It takes a real pro to get it to be really buttery.

I think pushing it to 205, then wrapping it with some beer and finishing it with an hour-long braise at about 180-200 degrees might yield some results in that direction.

Basically you'd have to treat it like braised short ribs instead of barbecue brisket.

That looks about perfect, though.


----------



## resorts

Biggfoot:

Are you still using your "Ol Smokey"? I'm on my second and still love it. The temp setting is a bit awkward as it only has low, med & high (no degrees) but I just ordered a thermomoter to mount in the lid. That should help me keep a steady and known temp.

=Dave R=


----------



## Benito Cantu

I know this is an old thread, but it was at the top of my goggle search.

I normally smoke 10lb briskets but this time I was smoking some beef ribs and wanted to try a small 2 lb brisket, but wasn't sure how long it would take. I knew it would take longer than the normal 1.5 hr per lb. But I didn't know how long. 

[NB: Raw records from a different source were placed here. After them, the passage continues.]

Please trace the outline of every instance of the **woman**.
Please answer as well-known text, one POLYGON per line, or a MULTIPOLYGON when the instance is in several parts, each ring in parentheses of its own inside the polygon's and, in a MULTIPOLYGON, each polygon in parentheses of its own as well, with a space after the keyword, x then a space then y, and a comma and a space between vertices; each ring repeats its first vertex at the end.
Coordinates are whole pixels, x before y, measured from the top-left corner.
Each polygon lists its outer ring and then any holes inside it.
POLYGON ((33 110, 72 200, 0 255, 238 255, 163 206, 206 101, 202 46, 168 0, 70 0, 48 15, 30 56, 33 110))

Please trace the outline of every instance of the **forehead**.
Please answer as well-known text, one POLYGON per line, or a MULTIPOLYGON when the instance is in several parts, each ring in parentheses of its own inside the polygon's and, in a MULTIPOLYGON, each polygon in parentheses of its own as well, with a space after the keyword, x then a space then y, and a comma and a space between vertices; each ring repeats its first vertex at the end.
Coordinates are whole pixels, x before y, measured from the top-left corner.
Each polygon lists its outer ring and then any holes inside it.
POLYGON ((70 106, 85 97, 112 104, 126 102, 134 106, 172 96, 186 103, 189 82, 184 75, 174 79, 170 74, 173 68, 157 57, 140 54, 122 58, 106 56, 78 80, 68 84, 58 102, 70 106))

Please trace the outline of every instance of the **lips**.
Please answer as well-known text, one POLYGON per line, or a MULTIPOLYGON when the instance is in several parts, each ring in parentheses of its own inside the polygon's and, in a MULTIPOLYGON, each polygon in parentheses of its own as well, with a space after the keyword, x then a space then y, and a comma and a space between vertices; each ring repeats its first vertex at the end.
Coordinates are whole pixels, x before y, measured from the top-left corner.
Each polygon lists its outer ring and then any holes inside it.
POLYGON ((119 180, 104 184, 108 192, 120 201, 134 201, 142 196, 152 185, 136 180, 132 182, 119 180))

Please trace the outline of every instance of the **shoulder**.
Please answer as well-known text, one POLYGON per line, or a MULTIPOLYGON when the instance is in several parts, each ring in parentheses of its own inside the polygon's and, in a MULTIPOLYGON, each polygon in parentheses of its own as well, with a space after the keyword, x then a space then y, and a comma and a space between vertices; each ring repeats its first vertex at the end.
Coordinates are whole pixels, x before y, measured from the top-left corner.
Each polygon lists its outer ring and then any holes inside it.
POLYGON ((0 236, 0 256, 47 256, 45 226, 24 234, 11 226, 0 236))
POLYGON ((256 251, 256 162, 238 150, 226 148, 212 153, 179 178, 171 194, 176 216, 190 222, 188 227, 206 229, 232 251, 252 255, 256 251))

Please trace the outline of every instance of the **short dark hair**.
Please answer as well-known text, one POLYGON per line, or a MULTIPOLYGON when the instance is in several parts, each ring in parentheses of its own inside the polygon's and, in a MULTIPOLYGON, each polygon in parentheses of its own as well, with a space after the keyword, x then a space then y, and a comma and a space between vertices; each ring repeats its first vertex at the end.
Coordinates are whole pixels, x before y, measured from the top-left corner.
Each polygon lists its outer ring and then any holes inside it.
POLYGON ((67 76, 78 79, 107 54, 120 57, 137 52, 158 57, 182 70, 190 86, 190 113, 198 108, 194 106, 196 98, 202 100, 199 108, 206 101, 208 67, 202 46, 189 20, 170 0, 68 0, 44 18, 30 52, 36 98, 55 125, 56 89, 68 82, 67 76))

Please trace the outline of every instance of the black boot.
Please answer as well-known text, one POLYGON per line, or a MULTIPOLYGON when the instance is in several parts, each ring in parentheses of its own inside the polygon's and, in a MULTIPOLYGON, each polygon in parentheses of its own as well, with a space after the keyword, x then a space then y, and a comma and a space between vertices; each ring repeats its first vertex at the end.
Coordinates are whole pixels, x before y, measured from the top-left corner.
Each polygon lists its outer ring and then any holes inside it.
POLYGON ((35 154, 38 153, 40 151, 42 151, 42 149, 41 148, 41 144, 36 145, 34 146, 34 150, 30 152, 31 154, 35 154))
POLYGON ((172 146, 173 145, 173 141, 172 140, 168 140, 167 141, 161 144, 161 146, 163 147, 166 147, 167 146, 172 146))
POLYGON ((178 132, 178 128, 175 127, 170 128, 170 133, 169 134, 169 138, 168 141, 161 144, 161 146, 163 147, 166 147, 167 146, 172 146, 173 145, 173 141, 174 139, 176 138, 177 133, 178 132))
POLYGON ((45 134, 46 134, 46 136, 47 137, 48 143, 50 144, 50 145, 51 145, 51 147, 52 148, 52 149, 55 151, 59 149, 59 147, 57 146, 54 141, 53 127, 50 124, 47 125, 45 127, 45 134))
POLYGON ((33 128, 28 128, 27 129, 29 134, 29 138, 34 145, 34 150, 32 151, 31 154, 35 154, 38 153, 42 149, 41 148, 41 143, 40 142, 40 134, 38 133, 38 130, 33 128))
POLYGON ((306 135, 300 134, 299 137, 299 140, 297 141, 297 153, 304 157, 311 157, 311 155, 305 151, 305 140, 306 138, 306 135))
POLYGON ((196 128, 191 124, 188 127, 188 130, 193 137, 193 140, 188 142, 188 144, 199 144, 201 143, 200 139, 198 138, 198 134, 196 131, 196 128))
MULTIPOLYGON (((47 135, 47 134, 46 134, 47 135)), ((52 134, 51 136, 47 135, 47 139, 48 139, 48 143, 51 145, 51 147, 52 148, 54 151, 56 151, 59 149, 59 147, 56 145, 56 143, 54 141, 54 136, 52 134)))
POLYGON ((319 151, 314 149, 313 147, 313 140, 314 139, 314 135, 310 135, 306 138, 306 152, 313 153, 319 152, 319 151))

I bought a 2lb flat and a 3lb point to go with my dinosaur ribs. It took me 9 hours, smoking between 225 and 250 on my offset vertical smoker to get my internal temps to a "need no teeth" 205 deg.of goodness. 

I know 9 hours is still a lot of time, but for me, it works out good as I can now start at 7am and be eating by 6pm. Which is better having to start at 10 pm, waking up every hour or two, so it can be done by the next day.

So in closing, for my smokers out there. If you don't need to feed that many, try a small brisket and leave room to smoke some other meats at the same time.


----------